In short, it can be said that liberals and conservatives took it as a given that Obama's election would usher in the rise of a second Franklin Roosevelt - another bold, assertive liberal president who would bring the country into a new ideological era for the left much as Ronald Reagan did for the right. Yet when Democrats prepared to rally behind his banner, and Republicans began stocking up behind the barricades, both were shocked to find that what they got was a president whose didn't want to participate in partisan politicking, but instead hoped to bring the nation into an era of economic prosperity and international peace by getting everyone to work together toward the goals that were ultimately in all of their mutual interest. Both sides have reacted to this revelation predictably; liberals see this for what it is and are dismayed, while conservatives see it for what it is and, for their own selfish purposes, pretend that it's something else entirely.

There is only one president in American history who has successfully done what Obama is attempting (ignoring George Washington, who doesn't count since his presidency occurred in an era before political parties and who it was always taken for granted would serve two terms without opposition). That man was James Monroe, the 5th President of the United States, whose surprising ability to unify all ideological and demographic factions behind his leadership ultimately led to the dissolution of the primary opposition party of the time (the Federalist Party) and the dubbing of his administration's tenure as "The Era of Good Feelings" (1817-1825).
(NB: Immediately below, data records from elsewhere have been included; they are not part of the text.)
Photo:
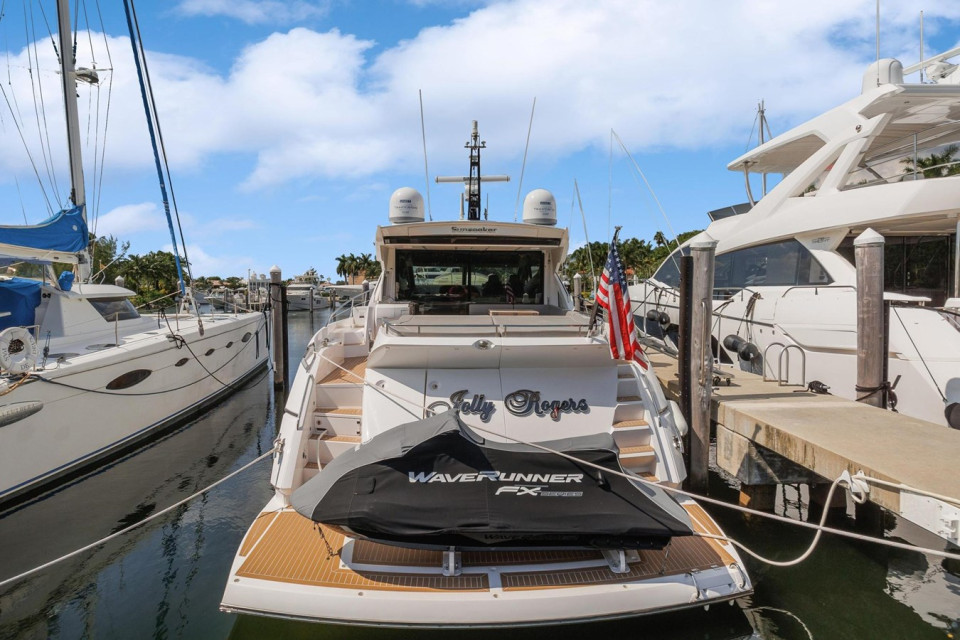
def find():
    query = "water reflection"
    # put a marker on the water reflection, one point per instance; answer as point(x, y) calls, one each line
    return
point(846, 589)
point(147, 580)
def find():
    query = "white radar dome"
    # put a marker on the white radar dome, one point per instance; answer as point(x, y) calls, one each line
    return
point(406, 205)
point(540, 207)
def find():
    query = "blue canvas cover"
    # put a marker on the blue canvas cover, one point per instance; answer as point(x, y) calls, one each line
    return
point(19, 296)
point(64, 231)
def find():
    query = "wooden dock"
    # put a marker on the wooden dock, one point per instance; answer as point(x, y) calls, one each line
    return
point(827, 435)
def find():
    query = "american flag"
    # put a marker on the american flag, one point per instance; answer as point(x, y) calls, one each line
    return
point(613, 296)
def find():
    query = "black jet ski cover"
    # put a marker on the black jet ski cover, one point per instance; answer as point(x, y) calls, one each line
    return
point(437, 482)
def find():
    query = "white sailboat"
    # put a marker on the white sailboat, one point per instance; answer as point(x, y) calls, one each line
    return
point(785, 284)
point(83, 375)
point(419, 415)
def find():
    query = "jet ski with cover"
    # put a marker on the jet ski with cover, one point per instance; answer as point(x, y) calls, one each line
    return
point(435, 482)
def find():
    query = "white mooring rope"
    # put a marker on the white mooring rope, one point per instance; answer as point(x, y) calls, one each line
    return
point(116, 534)
point(852, 483)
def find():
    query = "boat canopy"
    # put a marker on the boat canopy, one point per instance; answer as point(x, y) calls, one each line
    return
point(64, 231)
point(20, 297)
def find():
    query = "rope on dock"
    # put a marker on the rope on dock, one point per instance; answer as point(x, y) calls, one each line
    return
point(853, 483)
point(119, 533)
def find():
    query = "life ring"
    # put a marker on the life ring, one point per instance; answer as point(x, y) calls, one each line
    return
point(18, 350)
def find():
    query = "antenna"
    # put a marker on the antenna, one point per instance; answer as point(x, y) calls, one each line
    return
point(516, 206)
point(610, 184)
point(649, 188)
point(762, 114)
point(878, 43)
point(472, 182)
point(921, 46)
point(426, 172)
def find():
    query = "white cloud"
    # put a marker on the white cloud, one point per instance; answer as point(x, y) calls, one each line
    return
point(205, 264)
point(678, 75)
point(130, 219)
point(256, 11)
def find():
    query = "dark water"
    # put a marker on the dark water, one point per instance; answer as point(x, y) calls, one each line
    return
point(165, 579)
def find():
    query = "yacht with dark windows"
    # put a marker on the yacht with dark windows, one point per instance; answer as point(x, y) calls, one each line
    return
point(463, 451)
point(83, 376)
point(785, 281)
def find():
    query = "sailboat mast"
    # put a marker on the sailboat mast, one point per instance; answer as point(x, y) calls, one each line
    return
point(69, 79)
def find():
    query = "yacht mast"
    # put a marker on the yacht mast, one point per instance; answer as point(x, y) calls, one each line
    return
point(69, 79)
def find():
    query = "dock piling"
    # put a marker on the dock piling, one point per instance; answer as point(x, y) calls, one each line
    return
point(577, 292)
point(871, 355)
point(703, 249)
point(279, 322)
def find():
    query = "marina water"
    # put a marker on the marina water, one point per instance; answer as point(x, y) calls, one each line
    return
point(165, 579)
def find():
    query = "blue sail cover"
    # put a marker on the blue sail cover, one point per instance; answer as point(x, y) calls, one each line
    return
point(19, 296)
point(65, 231)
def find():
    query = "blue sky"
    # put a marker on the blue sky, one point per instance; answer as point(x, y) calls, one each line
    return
point(289, 123)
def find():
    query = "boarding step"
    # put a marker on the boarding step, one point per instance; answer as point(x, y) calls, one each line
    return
point(629, 408)
point(309, 470)
point(324, 447)
point(639, 459)
point(341, 421)
point(631, 433)
point(343, 387)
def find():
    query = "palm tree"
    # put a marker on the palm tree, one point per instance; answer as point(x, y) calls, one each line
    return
point(936, 165)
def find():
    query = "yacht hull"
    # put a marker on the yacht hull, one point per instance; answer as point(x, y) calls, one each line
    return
point(337, 579)
point(87, 413)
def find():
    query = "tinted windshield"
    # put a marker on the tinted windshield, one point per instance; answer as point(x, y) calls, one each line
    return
point(448, 279)
point(114, 308)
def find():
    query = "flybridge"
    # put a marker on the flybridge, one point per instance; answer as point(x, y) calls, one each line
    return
point(495, 476)
point(406, 203)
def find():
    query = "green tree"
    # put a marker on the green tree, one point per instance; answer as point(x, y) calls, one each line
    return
point(936, 165)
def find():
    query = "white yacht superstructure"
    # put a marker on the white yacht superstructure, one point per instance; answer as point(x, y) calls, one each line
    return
point(469, 323)
point(83, 375)
point(785, 279)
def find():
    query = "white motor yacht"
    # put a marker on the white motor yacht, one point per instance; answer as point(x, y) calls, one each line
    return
point(785, 280)
point(83, 376)
point(416, 481)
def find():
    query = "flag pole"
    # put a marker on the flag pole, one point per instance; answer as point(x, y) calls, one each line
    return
point(596, 303)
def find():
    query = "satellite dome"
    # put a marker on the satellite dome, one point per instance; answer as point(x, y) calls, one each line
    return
point(406, 205)
point(540, 207)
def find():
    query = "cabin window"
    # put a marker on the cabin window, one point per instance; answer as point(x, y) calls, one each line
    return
point(446, 281)
point(786, 263)
point(114, 308)
point(914, 265)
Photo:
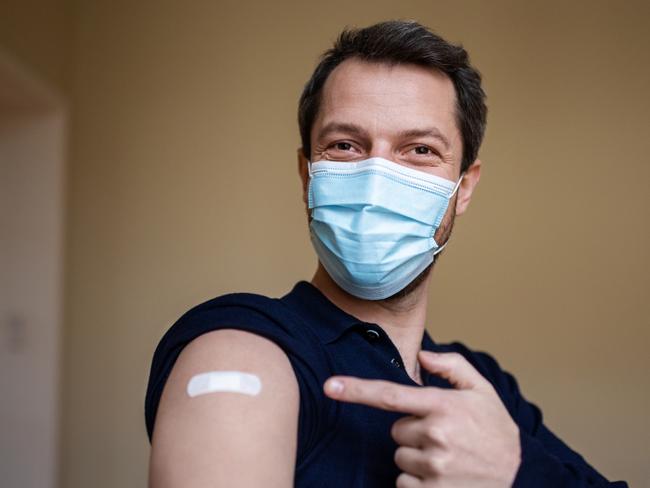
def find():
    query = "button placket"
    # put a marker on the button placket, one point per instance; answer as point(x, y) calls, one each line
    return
point(372, 335)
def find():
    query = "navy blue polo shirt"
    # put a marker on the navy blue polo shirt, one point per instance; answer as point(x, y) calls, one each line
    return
point(343, 444)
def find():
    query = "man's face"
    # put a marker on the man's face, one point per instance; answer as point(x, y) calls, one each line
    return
point(403, 113)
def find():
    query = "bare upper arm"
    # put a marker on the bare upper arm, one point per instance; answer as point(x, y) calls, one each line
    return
point(227, 439)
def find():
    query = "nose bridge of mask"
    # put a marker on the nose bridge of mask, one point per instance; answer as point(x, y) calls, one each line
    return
point(380, 184)
point(373, 222)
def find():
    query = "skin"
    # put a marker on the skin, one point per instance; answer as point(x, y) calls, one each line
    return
point(209, 440)
point(460, 437)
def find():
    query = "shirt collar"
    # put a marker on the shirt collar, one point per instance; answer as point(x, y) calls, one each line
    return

Because of his larger-than-life persona, knack for inspiring trust among people from all political vantage points, and ability to create policies that both political parties could enthusiastically unite behind (which in those days included the right-wing Federalists and left-wing Democratic-Republicans), James Monroe not only became the only president to win an election with absolutely unanimous support (save only George Washington, of course), but his leadership put the final nail in the coffin of the already-dying Federalist Party, eventually prompting them to disintegrate entirely. Yet since "The Era of Good Feelings" ended with the controversial presidential election of 1824 (which gave rise to the bi-partisan system we still have today), most American presidents have assumed that ideological divisiveness was just a fact of life that could be disingenuously denied with pretty words but ultimately accepted by virtually everyone as inviolable. Though Obama himself may not realize it, he is the first president since James Monroe to disagree with that assumption. His dream, whether he realizes it in these terms or not, is to usher in a new "Era of Good Feelings".

Will he succeed? The short answer is no. The longer answer is no, because he misunderstands the nature of what causes his opponents to hate him (it isn't because of what he does or who he is, but rather the abstraction that he will forever represent to them). That said, he may very well see success in a sense quite different from the one he desires. Should his economic policies bring about a boom by mid-to-late 2011, Obama will be in a position to isolate the right-wing extremists who oppose him from the rest of the nation, and in so doing create the closest thing to an "Era of Good Feelings" style coalition that is possible in today's world - i.e, a political climate in which the opposition, though still present, is isolated and marginalized from the rest of the country (for more information on how that may happen, please see my articles, http://riskinghemlock.blogspot.com/2009/09/making-of-president-2012.html and http://riskinghemlock.blogspot.com/2009/09/follow-up-on-making-of-president-2012.html). Until then, though, Americans will have to live with an irony none of us had ever conceived was even possible: In a time when political leaders move to the center in order to bring everyone together and become popular, and gravitate toward extremes when they bravely accept unpopularity in the name of idealism, Obama is the first to refuse moving to an extreme even though it would make him popular, and instead determine to bring everyone together at the center even in the name of unpopularity.